FPGA designs of any complexity can have many parts that need settings, that provide results, or must be controlled. A register interface is a very convenient way to read and write settings, to preload counters, or to reset and trigger subsystems. All registers and 'actionable items' in the user logic are given an address, and these addresses can be read/written with a single interface. We will call this the command interface.
Any suitable frontend can be used for the command interface. Typically this will be a UART, like the fluart that was designed hand-in-hand with cmd_proc. Any other interface (SPI, I2C, ...) can work als well, as long as it is byte-based. cmd_proc only works with octets on the command side.
On the side of the user logic, one address bus, a read data bus and a write data bus are needed. The size of the address and data buses can be specified as a generic. The two data buses are the same size. Both sizes must be multiples of 8 bits. Reads and writes are each acknowledged with a single-cycle strobe on their respective control signals.
Four commands are supported by the cmd_proc: read and write, each in ASCII (readable text) and binary formats.
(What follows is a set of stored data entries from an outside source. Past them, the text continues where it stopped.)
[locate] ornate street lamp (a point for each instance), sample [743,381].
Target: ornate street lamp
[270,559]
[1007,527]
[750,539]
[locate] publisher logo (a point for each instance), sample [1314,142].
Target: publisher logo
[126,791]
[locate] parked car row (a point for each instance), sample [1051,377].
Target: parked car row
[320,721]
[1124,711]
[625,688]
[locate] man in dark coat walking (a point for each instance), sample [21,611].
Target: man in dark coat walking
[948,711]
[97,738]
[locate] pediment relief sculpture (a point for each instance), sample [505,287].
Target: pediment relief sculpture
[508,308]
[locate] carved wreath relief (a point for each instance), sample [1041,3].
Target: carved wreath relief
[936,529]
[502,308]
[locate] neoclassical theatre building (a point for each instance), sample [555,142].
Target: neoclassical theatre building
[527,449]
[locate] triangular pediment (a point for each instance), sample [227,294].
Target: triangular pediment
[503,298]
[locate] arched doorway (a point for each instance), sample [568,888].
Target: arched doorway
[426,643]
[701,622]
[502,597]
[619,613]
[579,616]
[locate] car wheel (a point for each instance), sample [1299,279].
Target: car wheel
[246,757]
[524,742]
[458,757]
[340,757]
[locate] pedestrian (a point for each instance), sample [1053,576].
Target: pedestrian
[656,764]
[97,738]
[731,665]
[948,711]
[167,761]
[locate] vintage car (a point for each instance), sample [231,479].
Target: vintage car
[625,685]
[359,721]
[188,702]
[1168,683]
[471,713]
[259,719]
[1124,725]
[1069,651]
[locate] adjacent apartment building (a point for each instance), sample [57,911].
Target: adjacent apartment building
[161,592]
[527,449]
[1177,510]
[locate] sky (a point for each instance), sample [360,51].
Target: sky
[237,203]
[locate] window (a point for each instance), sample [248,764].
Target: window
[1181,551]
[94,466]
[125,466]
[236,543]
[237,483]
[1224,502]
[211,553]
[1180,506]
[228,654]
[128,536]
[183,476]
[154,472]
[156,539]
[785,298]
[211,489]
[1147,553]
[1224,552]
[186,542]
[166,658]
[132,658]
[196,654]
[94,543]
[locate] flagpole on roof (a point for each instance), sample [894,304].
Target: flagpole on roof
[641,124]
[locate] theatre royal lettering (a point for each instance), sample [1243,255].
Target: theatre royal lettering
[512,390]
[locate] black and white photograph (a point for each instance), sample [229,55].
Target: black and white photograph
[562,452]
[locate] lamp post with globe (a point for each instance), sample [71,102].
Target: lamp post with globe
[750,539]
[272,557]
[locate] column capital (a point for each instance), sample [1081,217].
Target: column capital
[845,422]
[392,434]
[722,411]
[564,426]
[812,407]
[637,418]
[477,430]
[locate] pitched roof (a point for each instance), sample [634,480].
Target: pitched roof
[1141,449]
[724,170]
The ASCII commands are suitable for use with a terminal program, allowing you to control the FPGA simply by typing. Both input and output are readable strings. When under program control, the binary commands are probably more convenient. Here, the bytes are not translated to hexadecimal characters as they are with the ASCII commands, but used as-is.
The format is always the same:
- a single character indicates the type of command;
- the address specifies which register must read or written;
- a read command returns the data, while a write command specifies what must be written.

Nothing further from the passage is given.